Il tira dessus aussitôt et manqua le roi superbe des tribus emplumées, qui, sans avoir l’air de s’apercevoir qu’on l’eût visé, continua majestueusement son vol vers le sud.

Un millier d’oiseaux de proie, faucons, milans, corneilles et corbeaux, effrayés par le coup de fusil, quittèrent les retraites qu’ils s’étaient choisies pour la nuit, mêlèrent leurs cris rauques et discordants que renvoyait l’écho des rochers, et qui se confondaient avec le fracas du torrent. Evan, un peu désappointé d’avoir manqué l’oiseau lorsqu’il eût voulu donner une preuve de son adresse, se mit à recharger son fusil en sifflant un pibroch pour dissimuler sa honte, et, sans adresser un seul mot à son compagnon de voyage, continua de monter le défilé ; il plongeait sur un vallon étroit, entre deux montagnes très-hautes et couvertes de bruyère.
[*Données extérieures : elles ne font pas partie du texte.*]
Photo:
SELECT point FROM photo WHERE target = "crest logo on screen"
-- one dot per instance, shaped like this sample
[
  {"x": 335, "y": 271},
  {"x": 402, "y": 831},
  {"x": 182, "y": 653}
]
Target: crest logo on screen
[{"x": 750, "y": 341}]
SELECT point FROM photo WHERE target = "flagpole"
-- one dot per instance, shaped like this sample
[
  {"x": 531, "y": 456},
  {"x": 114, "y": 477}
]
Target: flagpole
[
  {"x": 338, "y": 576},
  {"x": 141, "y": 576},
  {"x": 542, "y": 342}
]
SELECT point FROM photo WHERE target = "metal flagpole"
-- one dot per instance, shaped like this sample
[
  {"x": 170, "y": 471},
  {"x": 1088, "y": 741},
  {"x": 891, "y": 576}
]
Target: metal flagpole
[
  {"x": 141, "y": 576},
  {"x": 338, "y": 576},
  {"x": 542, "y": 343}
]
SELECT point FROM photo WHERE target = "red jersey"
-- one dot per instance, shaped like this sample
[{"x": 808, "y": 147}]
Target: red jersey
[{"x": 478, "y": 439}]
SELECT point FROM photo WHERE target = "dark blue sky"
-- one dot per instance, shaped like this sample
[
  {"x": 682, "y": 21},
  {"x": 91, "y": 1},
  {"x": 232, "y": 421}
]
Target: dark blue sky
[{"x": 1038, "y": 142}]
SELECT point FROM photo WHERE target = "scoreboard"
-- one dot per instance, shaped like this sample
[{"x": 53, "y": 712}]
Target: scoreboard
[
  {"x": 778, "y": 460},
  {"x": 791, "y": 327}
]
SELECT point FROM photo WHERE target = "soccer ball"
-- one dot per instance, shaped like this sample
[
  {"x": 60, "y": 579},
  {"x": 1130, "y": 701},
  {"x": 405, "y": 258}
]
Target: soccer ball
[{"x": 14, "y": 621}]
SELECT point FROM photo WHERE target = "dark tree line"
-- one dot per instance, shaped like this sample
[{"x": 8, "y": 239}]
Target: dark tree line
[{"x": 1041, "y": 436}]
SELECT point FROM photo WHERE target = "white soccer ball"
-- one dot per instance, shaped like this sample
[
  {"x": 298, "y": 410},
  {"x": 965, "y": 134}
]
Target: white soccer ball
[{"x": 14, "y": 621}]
Ce torrent se trouvait toujours sur la route, et ils furent de temps à autre obligés de le franchir en ses détours ; cas dans lesquels Evan offrait constamment à Édouard de le faire porter par ses domestiques, ce que notre héros, qui avait toujours été assez bon piéton, refusait sans cesse, pour montrer à son guide qu’il ne craignait pas de se mouiller les pieds ; il voulait, il est vrai, sans trop d’affectation, ôter à Evan l’opinion qu’il avait des habitants des basses terres, et particulièrement des Anglais, qu’il regardait comme des gens efféminés.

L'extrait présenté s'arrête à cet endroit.